Nummer: 10588
Akronym: ALPEROS
Titel (deutsch): Seed propagation of indigenous species and their use for restoration of eroded areas of the alps
Projektstart: 01.01.1998
Projektende: 27.12.2006
AuftragnehmerIn: Direktion Raumberg-Gumpenstein
Projektleitung: Dr. Bernhard KRAUTZER
Finanzierungsstellen: Bundesministerium für Land- und Forstwirtschaft, Umwelt und Wasserwirtschaft


- Entwicklung und Etablierung einer wirtschaftlichen Saatgutvermehrung standortgerechter Arten
- Entwicklung und Optimierung ökologischer Wiederbegrünungsverfahren in Hochlagen
- Erreichen eines nachhaltigen Erosionsschutzes.
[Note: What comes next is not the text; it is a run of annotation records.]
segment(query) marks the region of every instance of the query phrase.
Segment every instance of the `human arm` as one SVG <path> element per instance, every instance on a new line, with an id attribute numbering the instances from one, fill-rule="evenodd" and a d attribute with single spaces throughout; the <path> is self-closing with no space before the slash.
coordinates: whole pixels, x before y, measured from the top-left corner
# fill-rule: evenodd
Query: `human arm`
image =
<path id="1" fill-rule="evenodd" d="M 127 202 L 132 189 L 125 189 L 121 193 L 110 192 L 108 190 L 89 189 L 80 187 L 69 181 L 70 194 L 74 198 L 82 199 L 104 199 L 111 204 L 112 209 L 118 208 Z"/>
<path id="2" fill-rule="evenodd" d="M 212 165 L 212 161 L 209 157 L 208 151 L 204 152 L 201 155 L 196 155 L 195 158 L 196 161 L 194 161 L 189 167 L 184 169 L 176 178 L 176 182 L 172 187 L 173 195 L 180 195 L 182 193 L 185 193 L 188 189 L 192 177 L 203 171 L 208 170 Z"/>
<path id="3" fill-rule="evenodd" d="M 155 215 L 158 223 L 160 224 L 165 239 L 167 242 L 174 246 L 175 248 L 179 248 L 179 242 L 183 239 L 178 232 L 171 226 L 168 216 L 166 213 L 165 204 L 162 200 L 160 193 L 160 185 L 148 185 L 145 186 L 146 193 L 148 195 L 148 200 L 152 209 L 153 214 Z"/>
Within the whole alpine area, thousands of hectares are machine graded or affected every year, e.g. by construction of ski runs, ski lifts, tourists infrastructure and roads. Restoration of damaged areas in high altitudes is much too often done with an inadequate combination of technical and biological measures. Cheap application techniques and cheap seed mixtures containing species that are not adapted for high altitudes are state of the art. The resulting ecological and economical damage is considerable: soil erosion, increased surface runoff, degradation of the vegetation, need for frequent reseeding and constant fertilising, flora falsification, expensive maintenance. Due to this situation, especially the economically important winter and summer tourism got a very negative image.
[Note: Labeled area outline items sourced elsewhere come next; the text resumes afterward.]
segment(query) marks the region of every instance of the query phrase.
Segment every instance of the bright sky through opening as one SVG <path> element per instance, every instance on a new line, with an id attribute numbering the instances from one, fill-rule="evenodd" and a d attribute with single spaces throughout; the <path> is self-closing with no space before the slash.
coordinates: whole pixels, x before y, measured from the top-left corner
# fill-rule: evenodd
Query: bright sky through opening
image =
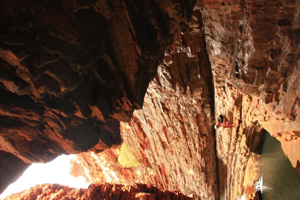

The research project ”Seed Propagation of Indigenous Species and their Use for Restoration of Eroded Areas in the Alps” supported by the EU, was carried out from 1999 to 2002. At 8 different locations at altitudes between 1.200 and 2.300 meters, trials were set up and assessed during the last four years. The necessary demands on application techniques in order to avoid erosion during the first two growing seasons as well as demands on seed mixtures in order to achieve the development of a dense, sustainable vegetation at different altitudes and under different site conditions were assessed. The specific climatic conditions with its limiting effects on growth and biomass production of plants, that are increasing with altitude, were observed. Different parameter were used to describe the ecological value of plant stands depending on the seed mixture used. To quantify the possible improvements, a comparison to standard techniques and mixtures was made. Recommendations for optimal time of restoration activities and top soil conservation are given for practical purposes. It was the aim of this project to create a new state of the art in ecological restoration of damaged areas at high altitudes of the Alps.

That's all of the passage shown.